U.S. hotels enjoyed another year of life at the performance peak in 2016 and are forecast to continue to live the high life in 2017. According to the recently released March 2017 Hotel Horizons®forecast report from CBRE Hotels’ Americas Research, rooms revenue (RevPAR) grew for a seventh consecutive year in 2016, and the prospects for RevPAR growth are projected to be solid for the foreseeable future. What is surprising, however, is the impetus for sustained revenue expansion comes from some unexpected sources.
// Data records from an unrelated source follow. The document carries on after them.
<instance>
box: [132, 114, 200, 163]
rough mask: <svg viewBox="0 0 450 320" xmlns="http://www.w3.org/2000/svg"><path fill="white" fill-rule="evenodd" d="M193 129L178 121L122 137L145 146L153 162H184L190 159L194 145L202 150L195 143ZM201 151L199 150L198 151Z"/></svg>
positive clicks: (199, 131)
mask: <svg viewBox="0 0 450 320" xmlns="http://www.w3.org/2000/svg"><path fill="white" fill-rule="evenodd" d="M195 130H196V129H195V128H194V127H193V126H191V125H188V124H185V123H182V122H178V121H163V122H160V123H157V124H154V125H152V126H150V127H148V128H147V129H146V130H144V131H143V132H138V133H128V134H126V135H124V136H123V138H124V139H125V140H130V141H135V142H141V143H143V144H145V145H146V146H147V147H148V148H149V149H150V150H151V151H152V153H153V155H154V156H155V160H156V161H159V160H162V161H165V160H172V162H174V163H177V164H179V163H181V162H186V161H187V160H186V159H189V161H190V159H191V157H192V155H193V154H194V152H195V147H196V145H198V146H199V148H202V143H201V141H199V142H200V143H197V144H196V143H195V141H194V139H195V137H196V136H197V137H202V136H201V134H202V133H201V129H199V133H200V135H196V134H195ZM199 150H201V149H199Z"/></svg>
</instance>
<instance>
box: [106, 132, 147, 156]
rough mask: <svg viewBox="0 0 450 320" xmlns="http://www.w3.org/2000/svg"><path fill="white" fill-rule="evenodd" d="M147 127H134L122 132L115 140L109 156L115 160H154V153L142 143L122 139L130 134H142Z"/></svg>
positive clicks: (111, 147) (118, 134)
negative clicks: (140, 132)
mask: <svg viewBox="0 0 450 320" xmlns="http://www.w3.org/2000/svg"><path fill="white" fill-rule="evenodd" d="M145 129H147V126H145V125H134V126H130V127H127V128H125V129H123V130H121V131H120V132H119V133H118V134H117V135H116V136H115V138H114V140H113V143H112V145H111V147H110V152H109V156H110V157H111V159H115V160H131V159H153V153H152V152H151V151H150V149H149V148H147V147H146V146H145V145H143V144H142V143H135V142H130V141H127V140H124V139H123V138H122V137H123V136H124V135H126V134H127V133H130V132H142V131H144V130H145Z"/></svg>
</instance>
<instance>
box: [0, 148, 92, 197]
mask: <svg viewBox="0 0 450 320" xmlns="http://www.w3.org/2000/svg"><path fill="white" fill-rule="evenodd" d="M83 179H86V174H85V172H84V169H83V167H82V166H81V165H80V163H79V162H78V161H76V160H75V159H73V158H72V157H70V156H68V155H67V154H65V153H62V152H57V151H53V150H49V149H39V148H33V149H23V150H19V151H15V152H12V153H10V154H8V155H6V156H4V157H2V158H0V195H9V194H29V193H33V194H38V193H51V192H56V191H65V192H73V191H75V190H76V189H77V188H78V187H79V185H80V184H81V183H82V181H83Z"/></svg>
“The hotel business is cyclical. The upper-priced properties led the U.S. lodging industry out of the recession and have continued to achieve occupancy levels in excess of 70 percent. However, recently it has been the lower-priced properties that have shown the greatest gains in RevPAR,” said R. Mark Woodworth, senior managing director of CBRE Hotels’ Americas Research. “In the past five years, RevPAR for U.S. hotels increased at compound annual rate (CAGR) of 5.7 percent. The only chain-scale close to achieving this pace of revenue growth was the economy segment whose average annual RevPAR increase was 5.6 percent during this period. That means independent and economy chain-affiliated properties have been the primary drivers of the industry’s recent strong performance.”

Looking forward, this trend is expected to continue. From 2017 through 2021, CBRE Hotels’ Americas Research is projecting that the U.S. lodging industry will achieve a RevPAR compound annual growth rate (CAGR) of 2.2 percent. During this period, the RevPAR CAGR is projected to be 2.8 percent for the economy chain-scale. “We recognize that economy properties still achieve the lowest levels of occupancy and ADR, but investors looking for a ‘growth story’ shouldn’t overlook this segment of the industry while some of the other chain-scale categories begin to stall out,” said Woodworth.